Synthesis and sigma receptor binding affinities of 8-azabicyclo[3.2.1]octan-3α-yl and 9-azabicyclo[3.3.1]nonan-3α-yl phenylcarbamates
Mach,Yang,Wu,Kuhner,Whirrett,West
, p. 339 - 355 (2007/10/03)
A series of N-(8-benzyl-8-azabicyclo[3.2.1]octan-3α-yl)carbamates and N-(9-benzyl-9-azabicyclo[3.3.1]nonan-3α-yl)carbamates was prepared and their affinities for sigma (σ1 and σ2) and serotonin 5-HT3 and 5-HT4 receptors was measured in vitro.
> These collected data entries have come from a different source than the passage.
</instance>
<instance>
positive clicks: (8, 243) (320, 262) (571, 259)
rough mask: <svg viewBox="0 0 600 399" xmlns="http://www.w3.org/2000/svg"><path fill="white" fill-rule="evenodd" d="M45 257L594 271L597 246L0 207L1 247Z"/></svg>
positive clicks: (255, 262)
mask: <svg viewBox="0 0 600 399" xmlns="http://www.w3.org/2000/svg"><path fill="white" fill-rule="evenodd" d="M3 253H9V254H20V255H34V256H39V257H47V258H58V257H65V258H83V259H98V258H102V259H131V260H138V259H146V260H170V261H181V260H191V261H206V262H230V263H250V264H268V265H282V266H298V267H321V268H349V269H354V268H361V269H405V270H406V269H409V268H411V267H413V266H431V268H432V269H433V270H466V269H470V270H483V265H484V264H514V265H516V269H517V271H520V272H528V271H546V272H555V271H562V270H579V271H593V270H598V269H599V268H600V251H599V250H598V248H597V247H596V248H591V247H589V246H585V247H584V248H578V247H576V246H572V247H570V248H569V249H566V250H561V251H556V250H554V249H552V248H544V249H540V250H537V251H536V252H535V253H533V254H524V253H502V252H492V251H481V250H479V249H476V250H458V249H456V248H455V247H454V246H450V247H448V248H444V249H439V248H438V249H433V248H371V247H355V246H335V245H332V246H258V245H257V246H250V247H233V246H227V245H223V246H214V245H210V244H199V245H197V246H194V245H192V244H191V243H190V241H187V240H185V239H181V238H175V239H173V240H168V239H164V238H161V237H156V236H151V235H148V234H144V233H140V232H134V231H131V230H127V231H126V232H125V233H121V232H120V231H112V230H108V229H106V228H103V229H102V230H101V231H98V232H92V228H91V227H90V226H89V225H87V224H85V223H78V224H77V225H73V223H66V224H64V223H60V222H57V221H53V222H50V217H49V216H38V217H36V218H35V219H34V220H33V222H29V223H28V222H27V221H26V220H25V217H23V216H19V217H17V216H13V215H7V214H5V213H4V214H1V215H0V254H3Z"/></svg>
The results of this structure-activity relationship study identified a novel compound, N-(9-benzyl-9-aza-bicyclo[3.3.1]nonan-3α-yl)N′- (2-methoxy-5-methylphenyl)carbamate (4i), having a high affinity and moderate selectivity for σ2 versus σ1 receptors and a low affinity for 5-HT3 and 5-HT4 receptors. The results of this structure-activity relationship study should provide valuable information for the preparation of σ2-selective ligands that can be used to further characterize the functional role of this receptor in vivo.